His detailed study in the 1970s on the various ethnic groups of Burma is widely considered as one of the best of that time. During the 1980s and early 1990s, when Sikh militancy was a major security problem, he was given charge of the desk handling this issue. He quickly familiarised himself with all aspects of this problem and acquired extensive knowledge of militant groups operating abroad. As expected, he was made the pointperson to brief representatives of foreign intelligence agencies about the threat India faced from terrorism and more particularly about the help being provided to these groups from across the border. Some western intelligence agencies were initially sceptical about our claim that these groups were receiving assistance from Pakistan. Raman never backed down and insisted that the information we were sharing had been double-checked and, hence, reliable. At the time of the Mumbai blasts, Raman was heading the counter-terrorism unit of R&AW.

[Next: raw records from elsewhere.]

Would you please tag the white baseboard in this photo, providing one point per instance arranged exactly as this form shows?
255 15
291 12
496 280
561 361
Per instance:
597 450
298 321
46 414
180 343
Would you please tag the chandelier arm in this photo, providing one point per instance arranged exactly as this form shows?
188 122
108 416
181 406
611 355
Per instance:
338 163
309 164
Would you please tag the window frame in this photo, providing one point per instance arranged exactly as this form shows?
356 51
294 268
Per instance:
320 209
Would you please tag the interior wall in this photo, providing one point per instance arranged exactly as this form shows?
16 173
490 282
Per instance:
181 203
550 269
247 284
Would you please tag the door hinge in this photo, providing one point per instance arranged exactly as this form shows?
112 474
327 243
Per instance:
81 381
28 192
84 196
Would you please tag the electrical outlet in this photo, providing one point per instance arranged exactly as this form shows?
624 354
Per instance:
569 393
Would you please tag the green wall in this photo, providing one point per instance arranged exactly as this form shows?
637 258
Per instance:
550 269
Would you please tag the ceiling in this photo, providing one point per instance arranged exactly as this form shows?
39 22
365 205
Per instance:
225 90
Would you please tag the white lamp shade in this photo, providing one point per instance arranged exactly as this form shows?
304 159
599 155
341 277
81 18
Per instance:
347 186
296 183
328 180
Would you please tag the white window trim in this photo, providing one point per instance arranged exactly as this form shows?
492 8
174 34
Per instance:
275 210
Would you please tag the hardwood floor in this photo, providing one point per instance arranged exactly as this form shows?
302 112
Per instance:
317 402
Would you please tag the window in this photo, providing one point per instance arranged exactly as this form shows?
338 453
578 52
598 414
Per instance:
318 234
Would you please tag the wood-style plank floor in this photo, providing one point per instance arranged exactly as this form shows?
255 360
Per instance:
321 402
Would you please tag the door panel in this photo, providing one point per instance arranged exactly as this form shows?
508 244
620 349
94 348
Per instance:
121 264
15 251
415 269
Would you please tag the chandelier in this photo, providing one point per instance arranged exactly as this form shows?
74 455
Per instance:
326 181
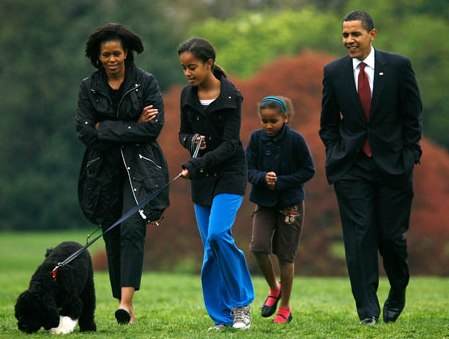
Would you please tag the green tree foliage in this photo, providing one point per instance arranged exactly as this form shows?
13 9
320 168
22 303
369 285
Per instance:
247 42
251 40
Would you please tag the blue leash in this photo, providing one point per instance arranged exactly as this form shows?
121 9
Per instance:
123 218
138 208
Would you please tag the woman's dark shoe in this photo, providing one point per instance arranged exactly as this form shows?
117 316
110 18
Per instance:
270 304
123 317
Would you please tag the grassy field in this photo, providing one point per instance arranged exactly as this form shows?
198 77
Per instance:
170 305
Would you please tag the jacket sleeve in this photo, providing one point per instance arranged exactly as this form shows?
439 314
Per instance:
411 107
255 176
306 169
131 131
185 134
330 113
85 121
229 145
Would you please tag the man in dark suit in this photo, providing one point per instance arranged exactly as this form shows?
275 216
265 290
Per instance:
371 126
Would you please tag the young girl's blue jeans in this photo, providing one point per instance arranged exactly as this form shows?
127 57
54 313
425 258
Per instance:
224 275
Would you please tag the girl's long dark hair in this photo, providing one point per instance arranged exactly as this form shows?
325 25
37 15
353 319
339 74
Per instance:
203 50
130 42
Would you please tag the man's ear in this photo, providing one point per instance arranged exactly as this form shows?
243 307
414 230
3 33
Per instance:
373 34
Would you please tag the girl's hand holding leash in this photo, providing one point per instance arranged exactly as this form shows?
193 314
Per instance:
270 179
185 173
148 114
201 140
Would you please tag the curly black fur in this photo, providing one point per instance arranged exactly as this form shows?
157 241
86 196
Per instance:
72 294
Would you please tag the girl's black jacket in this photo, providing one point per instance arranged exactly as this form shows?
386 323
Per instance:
221 167
288 156
120 144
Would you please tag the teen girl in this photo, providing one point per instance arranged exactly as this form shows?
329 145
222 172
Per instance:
279 163
210 117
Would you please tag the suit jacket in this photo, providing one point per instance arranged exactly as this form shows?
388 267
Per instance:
395 124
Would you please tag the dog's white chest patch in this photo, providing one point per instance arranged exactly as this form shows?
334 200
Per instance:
66 326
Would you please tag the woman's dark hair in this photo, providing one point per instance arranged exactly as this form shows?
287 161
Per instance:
364 17
203 50
112 31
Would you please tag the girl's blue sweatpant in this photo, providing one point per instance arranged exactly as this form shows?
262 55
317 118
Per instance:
224 275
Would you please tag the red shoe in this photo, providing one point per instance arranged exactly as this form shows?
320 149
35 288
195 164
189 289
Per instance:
270 304
284 316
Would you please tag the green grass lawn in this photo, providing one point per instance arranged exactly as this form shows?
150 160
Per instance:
170 305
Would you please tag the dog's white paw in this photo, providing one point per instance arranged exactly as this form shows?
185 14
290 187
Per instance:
66 326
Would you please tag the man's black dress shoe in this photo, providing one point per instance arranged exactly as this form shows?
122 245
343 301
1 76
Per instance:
369 321
393 306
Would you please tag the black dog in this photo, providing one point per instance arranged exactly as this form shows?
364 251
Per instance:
71 294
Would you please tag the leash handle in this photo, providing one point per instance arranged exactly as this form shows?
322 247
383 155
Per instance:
124 217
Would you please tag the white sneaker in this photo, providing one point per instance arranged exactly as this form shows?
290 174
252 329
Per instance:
242 318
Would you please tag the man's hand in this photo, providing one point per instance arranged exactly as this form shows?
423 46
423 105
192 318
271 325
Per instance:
148 114
270 179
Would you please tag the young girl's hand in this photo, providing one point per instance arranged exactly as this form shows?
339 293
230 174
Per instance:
185 173
270 179
148 114
200 139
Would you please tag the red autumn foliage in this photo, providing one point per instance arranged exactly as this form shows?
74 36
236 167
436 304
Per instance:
176 244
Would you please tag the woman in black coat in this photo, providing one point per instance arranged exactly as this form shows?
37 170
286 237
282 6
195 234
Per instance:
119 117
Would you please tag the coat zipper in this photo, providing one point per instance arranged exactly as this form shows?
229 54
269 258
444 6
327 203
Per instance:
142 214
150 160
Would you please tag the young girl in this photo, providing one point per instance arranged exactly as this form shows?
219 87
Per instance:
210 117
279 163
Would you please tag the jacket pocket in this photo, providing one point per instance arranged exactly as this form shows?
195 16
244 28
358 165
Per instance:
99 193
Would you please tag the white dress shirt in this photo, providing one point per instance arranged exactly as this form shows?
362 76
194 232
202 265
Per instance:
369 69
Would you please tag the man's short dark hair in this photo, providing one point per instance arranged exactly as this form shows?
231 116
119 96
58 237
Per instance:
364 17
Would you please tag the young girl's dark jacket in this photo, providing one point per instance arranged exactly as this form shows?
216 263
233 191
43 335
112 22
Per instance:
221 167
288 156
120 145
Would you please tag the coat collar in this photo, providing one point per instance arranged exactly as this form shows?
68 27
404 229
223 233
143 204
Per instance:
278 137
378 82
229 97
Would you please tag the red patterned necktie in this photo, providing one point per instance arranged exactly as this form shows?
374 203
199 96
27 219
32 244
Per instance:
365 100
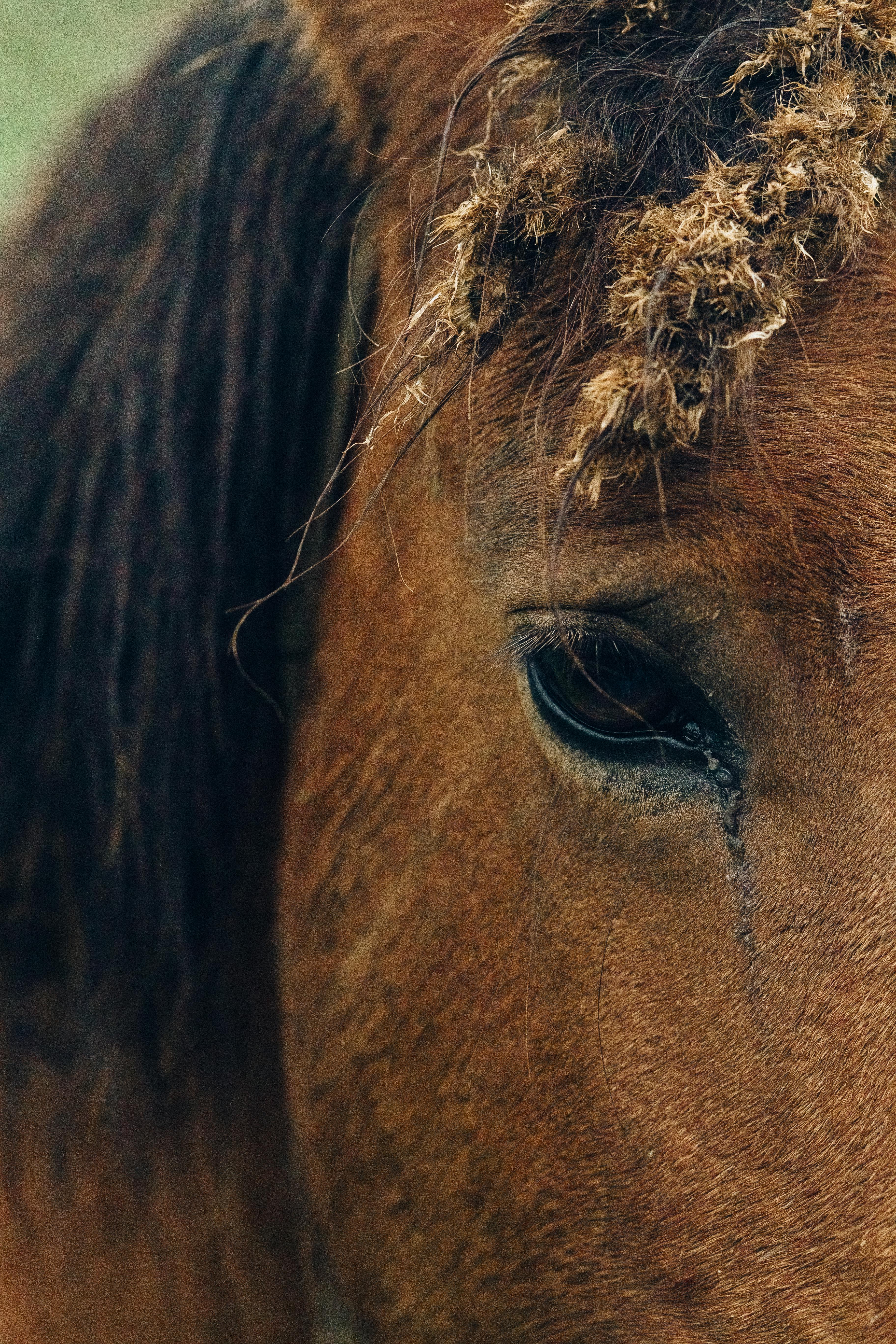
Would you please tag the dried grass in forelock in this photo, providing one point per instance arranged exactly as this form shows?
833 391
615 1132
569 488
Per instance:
522 199
700 285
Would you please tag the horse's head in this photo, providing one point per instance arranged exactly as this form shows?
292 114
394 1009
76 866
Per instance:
589 937
585 913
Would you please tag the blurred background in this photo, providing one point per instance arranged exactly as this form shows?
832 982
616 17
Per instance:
57 60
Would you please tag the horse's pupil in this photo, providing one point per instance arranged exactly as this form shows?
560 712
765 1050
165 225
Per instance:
610 686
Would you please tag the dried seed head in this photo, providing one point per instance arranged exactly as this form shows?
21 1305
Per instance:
699 285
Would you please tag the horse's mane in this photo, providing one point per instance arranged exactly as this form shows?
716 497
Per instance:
168 335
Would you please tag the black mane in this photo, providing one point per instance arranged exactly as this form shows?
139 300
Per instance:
168 334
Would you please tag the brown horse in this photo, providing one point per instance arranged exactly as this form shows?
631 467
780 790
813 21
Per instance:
538 983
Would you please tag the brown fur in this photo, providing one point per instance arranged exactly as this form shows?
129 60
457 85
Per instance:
563 1065
566 1060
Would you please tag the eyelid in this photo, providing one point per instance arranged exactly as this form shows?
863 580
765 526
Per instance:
539 631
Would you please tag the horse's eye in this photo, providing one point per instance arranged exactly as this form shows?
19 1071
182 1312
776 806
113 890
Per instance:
612 690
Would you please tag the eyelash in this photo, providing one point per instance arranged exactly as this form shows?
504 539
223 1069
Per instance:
673 722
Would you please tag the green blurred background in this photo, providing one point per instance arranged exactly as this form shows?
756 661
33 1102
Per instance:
57 60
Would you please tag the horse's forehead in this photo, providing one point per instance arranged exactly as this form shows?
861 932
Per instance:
797 482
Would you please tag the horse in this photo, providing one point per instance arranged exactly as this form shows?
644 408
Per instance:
447 568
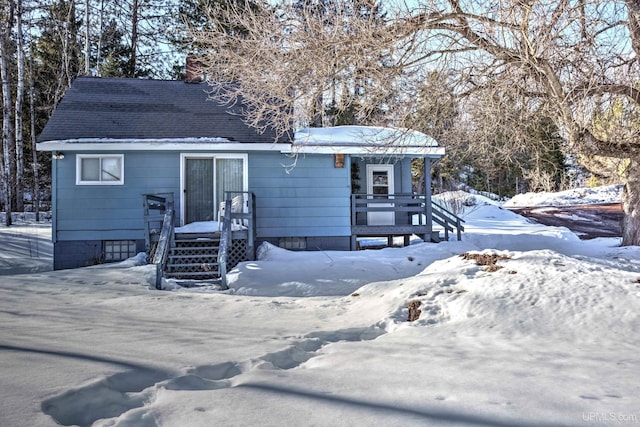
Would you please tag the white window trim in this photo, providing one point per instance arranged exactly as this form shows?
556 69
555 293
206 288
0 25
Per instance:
79 158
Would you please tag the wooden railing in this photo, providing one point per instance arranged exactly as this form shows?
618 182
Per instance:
447 219
225 244
410 215
159 240
247 218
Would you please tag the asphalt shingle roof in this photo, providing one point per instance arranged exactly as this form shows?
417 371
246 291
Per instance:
122 108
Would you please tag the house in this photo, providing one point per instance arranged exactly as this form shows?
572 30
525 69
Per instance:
115 140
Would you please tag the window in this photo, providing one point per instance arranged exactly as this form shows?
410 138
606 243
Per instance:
119 250
99 169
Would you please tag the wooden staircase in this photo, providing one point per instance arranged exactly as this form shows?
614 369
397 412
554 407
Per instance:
194 257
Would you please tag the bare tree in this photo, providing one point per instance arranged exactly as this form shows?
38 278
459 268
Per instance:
19 150
6 30
567 59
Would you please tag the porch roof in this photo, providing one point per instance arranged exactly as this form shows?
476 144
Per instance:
366 140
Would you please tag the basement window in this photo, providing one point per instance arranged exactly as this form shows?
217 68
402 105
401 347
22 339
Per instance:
293 243
119 250
100 169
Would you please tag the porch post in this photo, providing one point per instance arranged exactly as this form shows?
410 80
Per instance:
427 198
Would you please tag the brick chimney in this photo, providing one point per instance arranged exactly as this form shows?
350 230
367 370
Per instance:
193 70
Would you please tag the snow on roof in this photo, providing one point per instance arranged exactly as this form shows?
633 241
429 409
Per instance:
351 139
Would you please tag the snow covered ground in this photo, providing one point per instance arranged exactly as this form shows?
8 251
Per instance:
322 338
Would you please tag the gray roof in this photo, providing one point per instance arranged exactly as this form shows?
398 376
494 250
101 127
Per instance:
145 109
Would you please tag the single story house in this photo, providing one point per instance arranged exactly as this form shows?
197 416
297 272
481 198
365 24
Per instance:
114 140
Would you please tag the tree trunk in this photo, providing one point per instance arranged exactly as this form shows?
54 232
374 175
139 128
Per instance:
7 117
19 180
631 206
34 152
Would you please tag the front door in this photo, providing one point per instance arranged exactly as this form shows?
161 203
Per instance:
205 179
380 186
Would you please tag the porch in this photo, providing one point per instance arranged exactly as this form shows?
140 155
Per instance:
201 252
392 215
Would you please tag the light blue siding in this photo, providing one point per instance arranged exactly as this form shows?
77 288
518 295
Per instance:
309 200
105 212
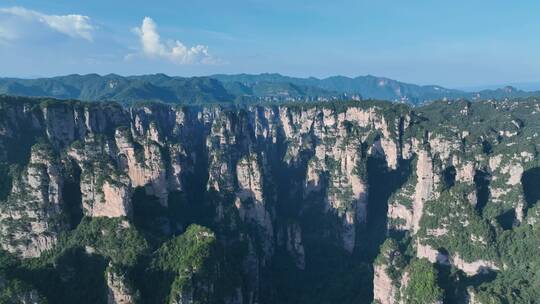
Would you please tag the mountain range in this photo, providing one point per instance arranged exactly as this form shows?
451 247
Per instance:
240 88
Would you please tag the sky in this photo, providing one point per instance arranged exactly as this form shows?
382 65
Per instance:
456 44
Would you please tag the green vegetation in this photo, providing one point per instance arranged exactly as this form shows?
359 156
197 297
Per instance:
422 285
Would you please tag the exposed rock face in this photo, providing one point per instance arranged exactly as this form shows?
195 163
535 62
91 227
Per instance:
425 187
473 268
295 246
278 179
118 291
30 219
384 289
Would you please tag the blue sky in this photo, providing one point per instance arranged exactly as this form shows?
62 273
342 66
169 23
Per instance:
451 43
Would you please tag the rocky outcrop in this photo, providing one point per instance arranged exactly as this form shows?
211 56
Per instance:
30 220
118 291
473 268
295 246
384 289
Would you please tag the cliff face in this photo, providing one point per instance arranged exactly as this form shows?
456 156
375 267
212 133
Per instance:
280 179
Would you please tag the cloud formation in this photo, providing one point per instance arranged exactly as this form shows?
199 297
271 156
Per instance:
73 25
174 51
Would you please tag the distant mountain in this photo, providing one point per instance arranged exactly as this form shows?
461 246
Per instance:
157 87
240 88
372 87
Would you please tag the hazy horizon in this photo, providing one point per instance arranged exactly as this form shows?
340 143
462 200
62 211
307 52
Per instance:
455 45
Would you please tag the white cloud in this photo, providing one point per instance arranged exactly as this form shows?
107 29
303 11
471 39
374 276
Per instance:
174 51
73 25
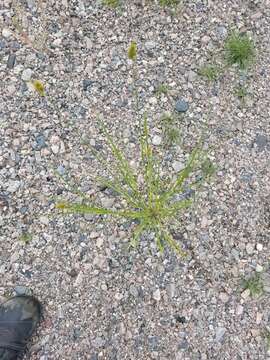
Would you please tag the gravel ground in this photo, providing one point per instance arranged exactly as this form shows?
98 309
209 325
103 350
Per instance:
101 300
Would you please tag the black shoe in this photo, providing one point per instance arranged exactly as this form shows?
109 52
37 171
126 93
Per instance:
19 317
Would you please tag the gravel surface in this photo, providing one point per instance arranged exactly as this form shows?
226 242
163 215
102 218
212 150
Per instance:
102 300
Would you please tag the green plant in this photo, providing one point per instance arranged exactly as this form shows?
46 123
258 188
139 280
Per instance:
161 89
111 3
254 284
239 50
241 92
152 202
210 72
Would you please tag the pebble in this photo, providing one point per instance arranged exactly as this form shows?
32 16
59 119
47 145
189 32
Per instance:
245 294
156 140
157 295
181 106
87 83
249 249
27 74
178 165
6 33
261 142
13 186
11 61
220 332
21 290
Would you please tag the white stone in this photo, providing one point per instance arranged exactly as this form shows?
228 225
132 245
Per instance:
157 295
178 166
249 249
157 140
6 33
27 74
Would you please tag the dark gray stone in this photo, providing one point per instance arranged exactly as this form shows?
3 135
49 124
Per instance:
87 83
181 106
11 61
261 142
153 343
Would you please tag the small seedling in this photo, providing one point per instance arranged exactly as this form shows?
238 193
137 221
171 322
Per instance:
161 89
26 237
239 50
241 92
254 284
210 72
112 3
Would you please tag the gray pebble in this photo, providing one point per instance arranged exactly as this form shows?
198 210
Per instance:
261 142
220 332
87 83
21 290
181 106
11 61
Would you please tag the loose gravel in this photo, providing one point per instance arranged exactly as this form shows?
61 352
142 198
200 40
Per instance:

He started writing prolifically on strategic issues after his retirement in 1994 and was much in demand at conferences and workshops not only in India but also abroad. His standing in the international strategic community was evident when Stephen Cohen asked him to write a chapter for his book, The Future of Pakistan .

In his passing, India’s strategic community has lost one of its finest minds, and the country’s intelligence world, a rare role model.

(Amber Sen was formerly Special Secretary, RAW, and Strategic Intelligence Adviser, National Security Council.)